Il quitta la cuisine et se dirigea vers la chambre. Il commenta les propos de
Lise Ladouceur et dit: «Je ne peux pas le croire. Il n’y a qu’un fou qui peut
avoir fait ça. C’est pas croyable.»
-
Selon le coroner, à première vue, elle n’aurait
pas été violée. Tu as remarqué son maquillage. Les sourcils souligner de manière
burlesque. Le fard à joue très rouge dessinant deux cercles bien ronds et les
lèvres barbouillées par ce qu’il semble être son sang. Grossier, vulgaire, comme
si on avait voulu la ridiculiser même dans la mort. Je crois que tu connais la
victime. Tu as travaillé quelques années avec elle. Vous vous occupiez des
jeunes.
-
C’est la deuxième policière en trois mois qui est
assassinée. Je me demande s’il n’y a pas un lien entre les deux. Toutes deux
s’occupaient des jeunes; une des seules fonctions que les policières peuvent
occuper puisqu’elles ne sont pas autorisées à porter une arme à feu.
-
C’est encore plus horrible que la première
victime. Ça ne peut tout de même pas être des jeunes qui ont fait une chose
semblable. Je ne peux pas le croire.
-
Moi, non plus. Mais sait-on jamais? Il se passe
tellement de choses bizarres de nos temps. Surtout depuis que la guerre est
terminée. Il y a tellement de gens sur le chômage et tellement de jeunes qui
sont désœuvrés. Tu sais pourtant que dans notre métier, il ne faut se
surprendre de rien.
-
Ouais. Je vais me rendre chez la voisine pour
savoir si elle n’aurait pas vu quelque chose d’anormal. Est-ce que tu saurais
son nom par hasard?
-
Elle s’appelle Madame Tousignant.
Il remit ses caoutchoucs et se dirigea vers l’immeuble voisin. De la rue, il la
vit assise à sa fenêtre ne perdant rien du spectacle qui se passait sous ses
yeux. Il remarqua ses magnifiques cheveux noirs et vit qu’elle était très belle.
Il sonna à la porte et une jeune fille vint lui ouvrir. Il se présenta et elle
le dirigea vers le salon où sa sœur fit pivoter sa chaise roulante à leur
arrivée.
Les seuls renseignements qu’il avait pu recueillir étaient minces. Il y avait
quatre jours, vers neuf heures trente le soir, Madame Tousignant avait vu un
homme, un grand homme, portant un pardessus noir et un chapeau de feutre noir
baissé sur les yeux. Elle n’avait pu voir son visage car le col de son pardessus
était remonté. Elle l’avait vu emprunter la petite allée menant au domicile de
sa voisine. C’est tout ce dont elle se rappelait.

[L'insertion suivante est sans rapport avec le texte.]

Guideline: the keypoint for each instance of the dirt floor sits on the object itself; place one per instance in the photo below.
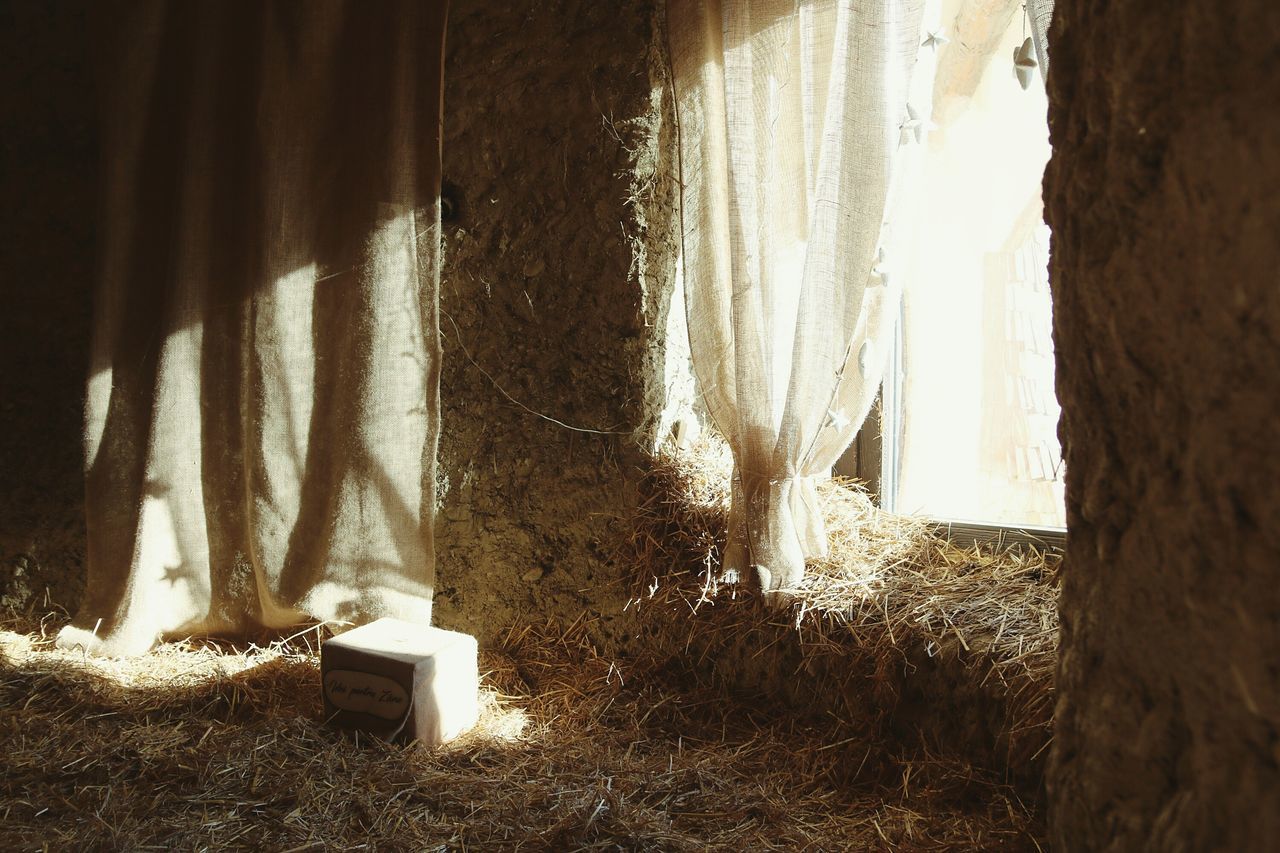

Il la quitta et, en passant devant sa fenêtre, il ne put s’empêcher de la
contempler à nouveau. Elle le salua d’un signe de main auquel il répondit. Dès
son retour sur les lieux du crime, il demanda au policier Bruce Reardon d’aller
prendre la déposition de Mme Tousignant. Ce dernier ne se fit pas prier. Il
avait hâte de quitter les lieux.
À l’entrée de la chambre, Denis remarqua que le photographe de l’Identité
Judiciaire avait installé une Speedlamp Kodatron. Le générateur logé dans le
pied, très lourd, engendrait une très haute tension ce qui permettait un
éclairage adéquat de la scène. Sous l’éclat des lumières, le sang sur les murs
prenait un éclat diabolique. Avec son appareil photographique Speed Graphic, le
technicien prit plusieurs clichés de la pièce et de la victime.
Dans la chambre, l’assassin avait laissé très peu d’indices qui auraient permis
son arrestation. Sauf les empreintes de souliers d’homme, à deux ou trois
endroits, qui venaient souiller le plancher.
Denis espérait qu’au développement des photos, il pourrait discerner un ou des
indices lui permettant de poursuivre son enquête.